The times when they grow up there were a lot of fights and they grow up in a really violent environment with small Mafia-like or “Underworld” structure. And of course it is also about a different attitude towards my grandfather, because he was a figure. In the interview in Greece the Parente Brothers both talk about my grandfather as a tsakalos, a rascal and they make this big story out of his vicissitudes. But this vision of him reflects how they saw him when he came from Germany to visit Greece afterwards, with nice cloths and at the time when he made some money.

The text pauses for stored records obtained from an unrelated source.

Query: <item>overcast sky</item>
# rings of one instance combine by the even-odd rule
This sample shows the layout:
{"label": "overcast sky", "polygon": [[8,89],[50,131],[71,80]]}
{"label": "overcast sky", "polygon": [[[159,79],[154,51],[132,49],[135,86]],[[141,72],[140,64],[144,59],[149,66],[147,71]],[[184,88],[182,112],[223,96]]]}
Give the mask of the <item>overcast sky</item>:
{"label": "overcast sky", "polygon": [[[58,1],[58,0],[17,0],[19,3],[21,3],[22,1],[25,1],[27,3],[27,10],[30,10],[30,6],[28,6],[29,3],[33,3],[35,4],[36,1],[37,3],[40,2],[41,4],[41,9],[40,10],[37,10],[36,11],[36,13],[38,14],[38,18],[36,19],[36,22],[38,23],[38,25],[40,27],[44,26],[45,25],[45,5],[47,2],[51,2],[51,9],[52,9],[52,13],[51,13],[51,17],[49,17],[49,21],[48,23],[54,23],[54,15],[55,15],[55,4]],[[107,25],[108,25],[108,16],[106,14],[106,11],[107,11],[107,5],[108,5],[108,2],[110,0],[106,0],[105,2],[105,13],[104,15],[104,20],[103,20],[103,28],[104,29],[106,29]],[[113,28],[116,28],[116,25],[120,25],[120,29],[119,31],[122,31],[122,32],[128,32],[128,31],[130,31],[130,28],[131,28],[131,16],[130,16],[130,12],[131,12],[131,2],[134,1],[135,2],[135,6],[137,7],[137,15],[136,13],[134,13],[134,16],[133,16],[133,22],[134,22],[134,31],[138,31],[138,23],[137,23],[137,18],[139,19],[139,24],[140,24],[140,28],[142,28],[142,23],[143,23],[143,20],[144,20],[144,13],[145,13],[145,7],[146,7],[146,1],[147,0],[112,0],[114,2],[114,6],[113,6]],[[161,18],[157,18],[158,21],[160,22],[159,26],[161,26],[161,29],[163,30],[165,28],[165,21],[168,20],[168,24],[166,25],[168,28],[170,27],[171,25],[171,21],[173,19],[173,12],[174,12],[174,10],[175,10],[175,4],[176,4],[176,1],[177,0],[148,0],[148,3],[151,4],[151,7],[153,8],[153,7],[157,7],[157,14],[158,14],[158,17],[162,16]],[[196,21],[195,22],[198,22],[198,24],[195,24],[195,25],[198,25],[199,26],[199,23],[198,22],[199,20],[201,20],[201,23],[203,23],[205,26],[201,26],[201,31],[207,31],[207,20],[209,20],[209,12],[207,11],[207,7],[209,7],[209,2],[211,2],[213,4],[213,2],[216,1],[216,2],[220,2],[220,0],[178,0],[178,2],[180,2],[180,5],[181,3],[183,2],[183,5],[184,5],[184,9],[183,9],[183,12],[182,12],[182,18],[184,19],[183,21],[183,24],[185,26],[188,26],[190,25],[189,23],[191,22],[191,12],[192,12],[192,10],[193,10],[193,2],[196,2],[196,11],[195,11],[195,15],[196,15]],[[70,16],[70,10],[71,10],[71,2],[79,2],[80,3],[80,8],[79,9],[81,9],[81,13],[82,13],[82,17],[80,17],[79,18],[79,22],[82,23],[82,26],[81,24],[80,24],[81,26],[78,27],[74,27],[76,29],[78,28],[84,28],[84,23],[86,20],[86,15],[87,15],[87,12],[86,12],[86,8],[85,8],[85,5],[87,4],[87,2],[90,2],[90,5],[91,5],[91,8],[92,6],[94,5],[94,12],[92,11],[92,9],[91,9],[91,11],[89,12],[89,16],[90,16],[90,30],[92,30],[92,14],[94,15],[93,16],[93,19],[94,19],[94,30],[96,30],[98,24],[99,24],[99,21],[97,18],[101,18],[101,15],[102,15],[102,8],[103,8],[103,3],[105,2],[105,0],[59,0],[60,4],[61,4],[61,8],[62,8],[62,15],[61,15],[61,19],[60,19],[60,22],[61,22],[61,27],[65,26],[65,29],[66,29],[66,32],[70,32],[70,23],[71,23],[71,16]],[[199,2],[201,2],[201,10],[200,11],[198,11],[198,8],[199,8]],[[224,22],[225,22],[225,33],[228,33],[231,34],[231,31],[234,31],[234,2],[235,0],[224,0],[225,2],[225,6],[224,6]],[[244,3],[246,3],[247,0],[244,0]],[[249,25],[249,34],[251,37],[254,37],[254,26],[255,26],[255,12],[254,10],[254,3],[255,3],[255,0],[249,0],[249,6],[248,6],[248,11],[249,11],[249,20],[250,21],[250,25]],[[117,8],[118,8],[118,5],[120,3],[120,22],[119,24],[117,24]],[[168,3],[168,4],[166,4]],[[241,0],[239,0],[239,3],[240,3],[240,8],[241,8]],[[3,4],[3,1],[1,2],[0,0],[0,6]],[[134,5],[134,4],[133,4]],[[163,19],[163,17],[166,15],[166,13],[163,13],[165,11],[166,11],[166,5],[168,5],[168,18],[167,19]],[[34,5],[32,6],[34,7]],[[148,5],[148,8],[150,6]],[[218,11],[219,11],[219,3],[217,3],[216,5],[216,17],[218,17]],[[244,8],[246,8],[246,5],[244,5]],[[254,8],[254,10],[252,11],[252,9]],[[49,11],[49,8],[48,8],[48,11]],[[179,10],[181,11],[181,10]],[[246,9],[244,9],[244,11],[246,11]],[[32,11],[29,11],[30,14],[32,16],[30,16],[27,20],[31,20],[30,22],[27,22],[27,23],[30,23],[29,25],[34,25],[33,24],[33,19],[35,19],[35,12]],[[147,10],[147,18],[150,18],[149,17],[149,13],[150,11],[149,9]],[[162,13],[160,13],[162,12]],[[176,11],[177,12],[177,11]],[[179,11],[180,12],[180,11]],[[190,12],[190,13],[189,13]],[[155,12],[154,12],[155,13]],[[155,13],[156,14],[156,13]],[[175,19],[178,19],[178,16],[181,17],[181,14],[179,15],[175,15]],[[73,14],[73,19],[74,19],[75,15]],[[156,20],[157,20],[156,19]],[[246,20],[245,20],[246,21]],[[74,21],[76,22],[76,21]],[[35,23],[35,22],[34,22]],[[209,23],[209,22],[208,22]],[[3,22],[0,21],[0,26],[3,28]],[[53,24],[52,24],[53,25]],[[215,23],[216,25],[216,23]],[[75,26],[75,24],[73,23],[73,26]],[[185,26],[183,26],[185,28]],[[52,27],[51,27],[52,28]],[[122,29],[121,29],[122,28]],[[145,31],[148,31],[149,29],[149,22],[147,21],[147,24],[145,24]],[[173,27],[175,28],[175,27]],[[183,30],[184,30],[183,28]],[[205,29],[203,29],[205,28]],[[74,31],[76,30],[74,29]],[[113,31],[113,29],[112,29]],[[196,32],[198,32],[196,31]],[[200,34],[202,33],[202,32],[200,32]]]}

Mario Margani: Your interview raises also the question of the gap between you and your father in dealing with certain topics, but also in the approach to life, which comes out throughout the whole film. You get often in front of the camera. Differences between you and your father’s views and moods come in foreground. There is a short passage where he tells to you: “We will never be in the first class”. This made me think about a sign of a frustrated ambition to reach a higher position in the society connected to common status symbols, which nowadays sounds obsolete.

Later on he makes another quip with a similar approach when you both are filming the entrance of his childhood house and he tells to a current resident passing by: “Now I’m a famous artist, they are making a film about me, the television is here”. It always looks like that behind these jokes, even if he had a different, almost hippie approach, would still have an importance to reach some stereotypical and individualistic sign of success in life. As a failure, a tendency or an attempt, but still this approach looks to play a role in his life, despite his being sort of a borderline figure.

Yara Haskiel: You can never reach to be bourgeois if you are not born into that. You will never reach that. Or it can become a desire that is constantly failing. But very simple, there was not this desire. To have a desire for a bourgeoisie background it is different than the desire to just be wealthy. It comes maybe from a different attitude, in Greece at that time. If I imagine my grandfather I think he had not a desire to be an intellectual or a bourgeois.

Mario Margani: Didn’t your father want to become a musician?

Yara Haskiel: He is a musician and of course he realizes that he will not be a big successful musician anymore. And he doesn’t really adore people going to the first class. But of course he would like to be able to have a more comfortable life with a higher pension and not having to work anymore in his age.